Purpose
This tutorial takes up the previous one aws-terraform-tuto06 by adding an ALB (Application Load Balancer) in front of the 2 web servers for sharing the load between 2 web servers and having a short downtime when a web server is failing.
The following figure depicts the infrastructure you will build:
The source code can be found here.
Configuring the network
environments/dev/00-base/main.tf
The following code shows how the subnets are configured:
module "base" {
source = "../../../modules/base"
region = "eu-west-3"
env = "dev"
vpc_cidr_block = "10.0.0.0/16"
subnet_public_lb_a = "10.0.0.0/24"
subnet_public_lb_b = "10.0.1.0/24"
subnet_public_nat_a = "10.0.2.0/24"
subnet_public_nat_b = "10.0.3.0/24"
subnet_public_bastion_a = "10.0.4.0/24"
subnet_public_bastion_b = "10.0.5.0/24"
subnet_private_web_a = "10.0.6.0/24"
subnet_private_web_b = "10.0.7.0/24"
subnet_private_redis_a = "10.0.8.0/24"
subnet_private_redis_b = "10.0.9.0/24"
cidr_allowed_ssh = var.my_ip_address
ssh_public_key = var.ssh_public_key
}
As you can see each service is held into 2 subnets, the first is located in the
Availability Zone A and the second in Availability Zone B.
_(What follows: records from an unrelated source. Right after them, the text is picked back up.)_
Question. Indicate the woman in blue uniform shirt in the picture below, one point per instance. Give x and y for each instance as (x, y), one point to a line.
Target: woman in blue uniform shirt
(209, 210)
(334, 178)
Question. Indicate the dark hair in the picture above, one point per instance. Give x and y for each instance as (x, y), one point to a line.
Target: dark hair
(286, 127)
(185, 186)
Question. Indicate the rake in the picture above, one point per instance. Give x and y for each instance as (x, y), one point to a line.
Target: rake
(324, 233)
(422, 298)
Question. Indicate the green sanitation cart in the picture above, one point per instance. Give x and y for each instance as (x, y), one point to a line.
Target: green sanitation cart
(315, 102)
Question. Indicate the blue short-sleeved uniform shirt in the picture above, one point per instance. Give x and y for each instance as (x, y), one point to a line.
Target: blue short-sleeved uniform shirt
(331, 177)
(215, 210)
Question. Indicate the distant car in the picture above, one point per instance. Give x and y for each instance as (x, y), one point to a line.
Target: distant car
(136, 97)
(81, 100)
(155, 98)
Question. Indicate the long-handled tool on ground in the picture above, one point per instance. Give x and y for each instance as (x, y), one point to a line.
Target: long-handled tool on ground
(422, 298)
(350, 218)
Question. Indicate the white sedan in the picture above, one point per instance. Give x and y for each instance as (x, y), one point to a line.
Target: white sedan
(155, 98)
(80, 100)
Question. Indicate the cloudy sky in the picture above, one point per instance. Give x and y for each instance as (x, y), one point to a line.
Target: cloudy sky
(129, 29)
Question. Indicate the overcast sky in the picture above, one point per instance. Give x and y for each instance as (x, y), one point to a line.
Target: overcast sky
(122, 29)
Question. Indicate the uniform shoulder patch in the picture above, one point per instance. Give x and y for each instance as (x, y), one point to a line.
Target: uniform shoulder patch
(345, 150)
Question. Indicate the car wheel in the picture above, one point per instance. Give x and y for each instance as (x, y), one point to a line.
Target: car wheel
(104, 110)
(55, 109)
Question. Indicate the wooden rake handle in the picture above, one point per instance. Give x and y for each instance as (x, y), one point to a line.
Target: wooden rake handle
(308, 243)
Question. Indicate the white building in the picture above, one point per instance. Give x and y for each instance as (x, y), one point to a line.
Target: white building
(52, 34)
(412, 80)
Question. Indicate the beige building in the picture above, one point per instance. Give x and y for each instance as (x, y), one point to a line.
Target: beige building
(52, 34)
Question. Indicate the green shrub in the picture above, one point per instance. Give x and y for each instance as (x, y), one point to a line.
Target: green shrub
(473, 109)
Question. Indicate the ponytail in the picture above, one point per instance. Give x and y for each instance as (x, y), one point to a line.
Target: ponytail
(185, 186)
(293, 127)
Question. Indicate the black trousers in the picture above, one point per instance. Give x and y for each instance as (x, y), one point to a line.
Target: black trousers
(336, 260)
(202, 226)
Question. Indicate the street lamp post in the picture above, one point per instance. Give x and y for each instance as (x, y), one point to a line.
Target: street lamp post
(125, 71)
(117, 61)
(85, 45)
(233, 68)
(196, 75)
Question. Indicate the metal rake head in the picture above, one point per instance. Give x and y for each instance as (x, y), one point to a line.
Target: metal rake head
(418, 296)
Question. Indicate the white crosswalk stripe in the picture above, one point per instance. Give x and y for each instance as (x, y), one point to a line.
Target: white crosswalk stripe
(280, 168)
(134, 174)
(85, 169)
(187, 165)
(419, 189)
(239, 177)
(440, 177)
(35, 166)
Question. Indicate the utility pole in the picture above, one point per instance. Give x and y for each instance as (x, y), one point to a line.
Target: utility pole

The load balancer, the Nat gateway and the bastion run in the public subnet
whereas the web server, redis server run in the private subnet.
modules/base/network.tf
We create a Nat Gateway in each Availability Zone, the private services located in the AZ-A will use the Nat Gateway in AZ-A, likewise the private services located in the AZ-B will use the Nat Gateway in AZ-B, thus if a AZ is unavailable the service still works:
resource "aws_eip" "nat_a" {
vpc = true
tags = {
Name = "eip_nat_a-${var.env}"
}
}
resource "aws_eip" "nat_b" {
vpc = true
tags = {
Name = "eip_nat_b-${var.env}"
}
}
resource "aws_nat_gateway" "nat_gw_a" {
allocation_id = aws_eip.nat_a.id
subnet_id = aws_subnet.public_nat_a.id
tags = {
Name = "nat_gw_a-${var.env}"
}
}
resource "aws_nat_gateway" "nat_gw_b" {
allocation_id = aws_eip.nat_b.id
subnet_id = aws_subnet.public_nat_b.id
tags = {
Name = "nat_gw_b-${var.env}"
}
}
I remind you that the public subnets use a default route to the Internet Gateway whereas the private subnet use a default route to the Nat Gateway:
resource "aws_route_table_association" "public_lb_a" {
subnet_id = aws_subnet.public_lb_a.id
route_table_id = aws_route_table.route.id
}
resource "aws_route_table_association" "public_lb_b" {
subnet_id = aws_subnet.public_lb_b.id
route_table_id = aws_route_table.route.id
}
resource "aws_route_table_association" "public_nat_a" {
subnet_id = aws_subnet.public_nat_a.id
route_table_id = aws_route_table.route.id
}
resource "aws_route_table_association" "public_nat_b" {
subnet_id = aws_subnet.public_nat_b.id
route_table_id = aws_route_table.route.id
}
resource "aws_route_table_association" "public_bastion_a" {
subnet_id = aws_subnet.public_bastion_a.id
route_table_id = aws_route_table.route.id
}
resource "aws_route_table_association" "public_bastion_b" {
subnet_id = aws_subnet.public_bastion_b.id
route_table_id = aws_route_table.route.id
}
resource "aws_route_table_association" "private_web_a" {
subnet_id = aws_subnet.private_web_a.id
route_table_id = aws_route_table.route_nat_a.id
}
resource "aws_route_table_association" "private_web_b" {
subnet_id = aws_subnet.private_web_b.id
route_table_id = aws_route_table.route_nat_b.id
}
Except the Nat Gateway, only the bastion requires an Elastic IP, the web servers don’t need it anymore because a public IP will automatically assign to the Load Balancer:
resource "aws_eip" "nat_a" {
vpc = true
tags = {
Name = "eip_nat_a-${var.env}"
}
}
resource "aws_eip" "nat_b" {
vpc = true
tags = {
Name = "eip_nat_b-${var.env}"
}
}
resource "aws_eip" "bastion" {
vpc = true
tags = {
Name = "eip_bastion-${var.env}"
}
}
Creating the Load Balancer
modules/base/alb.tf
We create our Application Load Balancer assigned in 2 public subnets:
resource "aws_lb" "web" {
name = "alb-web-${var.env}"
internal = false
load_balancer_type = "application"
security_groups = [aws_security_group.alb_web.id]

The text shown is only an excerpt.